My colleague Cheryl sent me this article, “Literacy Debate: Online, R U Really Reading?” from the Sunday New York Times book section. It figures; I contemplated getting the NYT yesterday too, but decided to try and fix a broken kitchen drawer instead (with some success, I might add).
The story promises to be one part of a series “The future of reading: digital versus print.” That’s just great. What will come next? “The future of sandwiches: peanut butter versus jelly.” Or “The future of music: rock versus roll.”
It’s an interesting and very teachable article as it keeps see-sawing back and forth between the idea that yes, children (of all ages, I guess, because the group they are talking about here are teenagers, mostly) need to read books to become better readers and thus smarter/better people, versus reading stuff online really does count as reading and it is a type of literacy skill that is both different from traditional book reading and that is important to master. To me, they kind of bury on page four the key point: “Even those who are most concerned about the preservation of books acknowledge that children need a range of reading experiences. ‘Some of it is the informal reading they get in e-mails or on Web sites,’ said Gay Ivey, a professor at James Madison University who focuses on adolescent literacy. ‘I think they need it all.'”

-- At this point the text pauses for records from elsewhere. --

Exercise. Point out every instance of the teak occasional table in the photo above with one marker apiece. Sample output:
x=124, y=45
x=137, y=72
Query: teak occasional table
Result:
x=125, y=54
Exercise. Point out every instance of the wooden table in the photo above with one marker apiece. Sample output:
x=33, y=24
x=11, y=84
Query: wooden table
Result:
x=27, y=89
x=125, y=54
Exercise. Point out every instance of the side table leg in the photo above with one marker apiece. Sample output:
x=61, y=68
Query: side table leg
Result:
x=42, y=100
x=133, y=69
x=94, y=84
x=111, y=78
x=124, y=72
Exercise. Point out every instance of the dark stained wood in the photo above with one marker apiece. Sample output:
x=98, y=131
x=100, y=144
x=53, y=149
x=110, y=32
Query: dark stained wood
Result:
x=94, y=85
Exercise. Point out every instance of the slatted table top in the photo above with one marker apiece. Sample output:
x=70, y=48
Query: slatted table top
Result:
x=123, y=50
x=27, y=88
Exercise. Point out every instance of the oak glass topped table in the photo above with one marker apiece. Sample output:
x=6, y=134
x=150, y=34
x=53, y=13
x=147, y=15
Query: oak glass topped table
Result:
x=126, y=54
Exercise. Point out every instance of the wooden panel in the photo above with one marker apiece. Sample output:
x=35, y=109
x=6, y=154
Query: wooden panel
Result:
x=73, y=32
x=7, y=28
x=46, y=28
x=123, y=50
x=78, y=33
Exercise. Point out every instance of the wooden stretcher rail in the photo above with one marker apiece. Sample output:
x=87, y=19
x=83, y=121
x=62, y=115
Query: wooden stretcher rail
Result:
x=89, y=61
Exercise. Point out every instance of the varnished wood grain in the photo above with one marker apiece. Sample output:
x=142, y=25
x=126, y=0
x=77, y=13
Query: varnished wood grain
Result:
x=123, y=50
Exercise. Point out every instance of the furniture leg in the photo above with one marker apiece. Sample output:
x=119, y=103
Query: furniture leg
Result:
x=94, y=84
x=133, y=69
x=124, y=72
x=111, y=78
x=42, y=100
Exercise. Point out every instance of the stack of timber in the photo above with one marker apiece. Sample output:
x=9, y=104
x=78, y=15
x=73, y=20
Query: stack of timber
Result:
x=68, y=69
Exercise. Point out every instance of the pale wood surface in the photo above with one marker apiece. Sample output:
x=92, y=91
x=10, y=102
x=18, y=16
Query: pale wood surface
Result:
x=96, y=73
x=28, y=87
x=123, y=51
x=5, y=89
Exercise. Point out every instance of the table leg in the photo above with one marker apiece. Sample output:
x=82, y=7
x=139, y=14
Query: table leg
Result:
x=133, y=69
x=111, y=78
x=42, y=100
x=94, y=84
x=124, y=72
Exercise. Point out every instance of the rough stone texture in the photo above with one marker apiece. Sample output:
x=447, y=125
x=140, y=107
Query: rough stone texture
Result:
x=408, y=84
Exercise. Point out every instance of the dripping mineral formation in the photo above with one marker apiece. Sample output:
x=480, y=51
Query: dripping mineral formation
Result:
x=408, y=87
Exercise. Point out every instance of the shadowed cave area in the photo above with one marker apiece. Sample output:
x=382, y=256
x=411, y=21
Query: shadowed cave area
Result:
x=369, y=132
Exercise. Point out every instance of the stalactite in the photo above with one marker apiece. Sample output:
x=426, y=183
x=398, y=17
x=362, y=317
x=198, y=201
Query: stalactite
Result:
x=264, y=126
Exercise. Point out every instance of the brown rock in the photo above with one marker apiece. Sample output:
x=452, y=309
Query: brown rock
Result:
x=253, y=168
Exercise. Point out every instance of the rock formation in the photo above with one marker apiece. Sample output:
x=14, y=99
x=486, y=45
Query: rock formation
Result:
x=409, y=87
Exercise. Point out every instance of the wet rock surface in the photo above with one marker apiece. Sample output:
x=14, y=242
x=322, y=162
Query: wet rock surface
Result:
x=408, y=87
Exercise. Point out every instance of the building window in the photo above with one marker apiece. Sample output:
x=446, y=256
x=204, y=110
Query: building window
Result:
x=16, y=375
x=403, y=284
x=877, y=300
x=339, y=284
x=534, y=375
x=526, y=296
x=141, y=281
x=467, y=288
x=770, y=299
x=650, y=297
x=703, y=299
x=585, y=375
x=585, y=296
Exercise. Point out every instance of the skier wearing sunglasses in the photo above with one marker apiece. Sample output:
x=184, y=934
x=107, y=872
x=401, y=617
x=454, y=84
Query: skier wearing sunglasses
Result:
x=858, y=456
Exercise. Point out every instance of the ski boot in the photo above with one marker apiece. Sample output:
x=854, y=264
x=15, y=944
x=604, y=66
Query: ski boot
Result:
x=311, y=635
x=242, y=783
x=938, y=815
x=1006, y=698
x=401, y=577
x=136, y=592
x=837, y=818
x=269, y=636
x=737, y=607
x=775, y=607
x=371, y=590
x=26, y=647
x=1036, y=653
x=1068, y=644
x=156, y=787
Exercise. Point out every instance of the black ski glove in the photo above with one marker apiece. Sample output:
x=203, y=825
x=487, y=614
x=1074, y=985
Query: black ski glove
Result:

I realize that there has to be a debate/controversy created to sell some papers here, but the idea that reading is somehow an “either-or” affair is ridiculous. And every time that someone says “the kids today don’t read books like they used to,” I always respond with two words: Harry Potter, a reading phenomenon unlike anything that existed when I was a kid.
Incidentally, the picture in the article of the kids looking at laptops and the parents looking at newspapers/magazines is sort of what it looks like around our household. Only around here, the TV is on too, and all three of us are looking at laptops typically.